Taysir Batniji video Transit presents a silent slideshow of photographic images made clandestinely at border crossings between Egypt and Gaza in 2003-2004. The photographs of people waiting are alternated with black screens used as metaphors for emptiness, the passing of time, restricted mobility and discontinuity. The video addresses notions of borders, travel and displacement as well as the situation of being between two cultures and identities.


Martin Leiboda's artistic interest has taken him to Afghanistan, India, the UAE, Africa and Palestine, which he has visited several times. His photographic series are neither reportage nor conceptional documentary, but are often directed at situations that in themselves seem indecipherable.
They are visible to the naked eye and yet elude or resist a deeper meaning. I believe that my images, arranged next to each other, have an accumulative effect and thus reveal their own grammar necessary to be legible. The image of the coffee shop in Ramallah is one such word in a long sentence that conveys my experience of this city. (Text from Jerusalem Show Catalogue)
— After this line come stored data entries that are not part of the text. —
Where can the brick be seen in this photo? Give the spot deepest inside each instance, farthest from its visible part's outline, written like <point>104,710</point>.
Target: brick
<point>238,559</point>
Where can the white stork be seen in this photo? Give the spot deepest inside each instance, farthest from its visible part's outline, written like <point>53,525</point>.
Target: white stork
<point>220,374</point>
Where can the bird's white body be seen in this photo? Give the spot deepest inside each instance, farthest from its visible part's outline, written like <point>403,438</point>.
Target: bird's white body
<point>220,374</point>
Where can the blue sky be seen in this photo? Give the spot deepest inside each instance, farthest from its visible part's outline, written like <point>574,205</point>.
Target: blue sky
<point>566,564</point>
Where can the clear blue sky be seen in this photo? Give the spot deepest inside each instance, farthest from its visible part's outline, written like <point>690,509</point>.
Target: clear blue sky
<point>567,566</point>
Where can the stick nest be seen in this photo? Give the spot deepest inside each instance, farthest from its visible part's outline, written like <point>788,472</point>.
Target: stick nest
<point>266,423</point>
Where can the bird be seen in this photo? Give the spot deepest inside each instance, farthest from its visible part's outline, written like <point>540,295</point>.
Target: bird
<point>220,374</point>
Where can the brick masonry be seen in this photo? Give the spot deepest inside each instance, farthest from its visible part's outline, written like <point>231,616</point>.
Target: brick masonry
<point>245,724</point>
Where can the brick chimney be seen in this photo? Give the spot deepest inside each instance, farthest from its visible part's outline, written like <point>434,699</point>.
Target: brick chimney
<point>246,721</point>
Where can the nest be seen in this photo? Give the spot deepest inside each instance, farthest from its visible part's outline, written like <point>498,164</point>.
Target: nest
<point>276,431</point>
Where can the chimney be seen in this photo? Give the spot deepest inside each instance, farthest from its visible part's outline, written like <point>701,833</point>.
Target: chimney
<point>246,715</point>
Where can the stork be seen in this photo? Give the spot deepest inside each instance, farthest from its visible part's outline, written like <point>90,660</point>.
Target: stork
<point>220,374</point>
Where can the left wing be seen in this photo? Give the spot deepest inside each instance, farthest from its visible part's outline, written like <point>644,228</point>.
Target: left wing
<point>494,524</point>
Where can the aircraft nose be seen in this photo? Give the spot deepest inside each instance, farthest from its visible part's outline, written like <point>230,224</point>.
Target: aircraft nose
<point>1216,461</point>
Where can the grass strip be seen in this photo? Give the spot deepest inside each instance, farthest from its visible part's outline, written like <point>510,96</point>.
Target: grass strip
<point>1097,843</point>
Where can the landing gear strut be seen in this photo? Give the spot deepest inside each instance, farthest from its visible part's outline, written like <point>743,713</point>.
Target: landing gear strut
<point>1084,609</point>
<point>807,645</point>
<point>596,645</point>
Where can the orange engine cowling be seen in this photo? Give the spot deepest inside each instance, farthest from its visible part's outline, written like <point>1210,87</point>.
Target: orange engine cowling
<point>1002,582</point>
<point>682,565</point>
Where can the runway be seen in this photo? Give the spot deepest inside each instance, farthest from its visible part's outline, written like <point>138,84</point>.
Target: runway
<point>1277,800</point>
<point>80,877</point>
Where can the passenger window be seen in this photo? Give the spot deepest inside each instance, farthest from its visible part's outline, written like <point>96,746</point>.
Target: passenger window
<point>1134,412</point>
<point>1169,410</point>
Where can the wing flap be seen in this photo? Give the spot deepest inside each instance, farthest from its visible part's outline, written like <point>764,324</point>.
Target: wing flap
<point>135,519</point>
As well as exhibiting at Al Hoash, Martin Leiboda also contributed to Youmna Chlala and Jeanno Gaussi’s Home Sweet Home project. The photographs in their book of the undisturbed interior of the Jerusalem apartment in which their project was activated, were taken by Leiboda.

There were also two artists in the show this year that chose to remain anonymous rather than risk being associated with an exhibition in “Israel”. The work of one of these was a video called Direct Negotiations (2007), which was projected onto the wall opposite Anadiel Gallery. This ironic work showed a cat seemingly trapped behind glass scratching futilely against the surface, stopping to rest and then repeating the futile scratching again.


The other anonymous artist was showing at Al Ma’mal itself and was allegedly part of a collaborative curatorial intervention by curator and writer F. Zahir Mibineh who invited Anonymous to present a recent video work. The video is allegedly a four-hour long, low-resolution documentation of the artist masturbating to something only he can see on his laptop while also intermittently appearing to nasally ingest a white powder. This video piece was an instrument to examine issues related to obsession, emptiness, stamina, insatiability, unfulfilled desire and the overwhelmed gaze, with a critical text accompanying the piece that attempted to shed light on these themes.

However, the video never arrived, the artist never arrived, the curator never arrived. In its place were the text, transcripts, biographies and summaries with a blank projection onto the gallery wall and re-titled Staring at the Sea. The video had been confiscated and the anonymous artist (briefly) arrested and accused of trafficking in illicit material. Allegedly.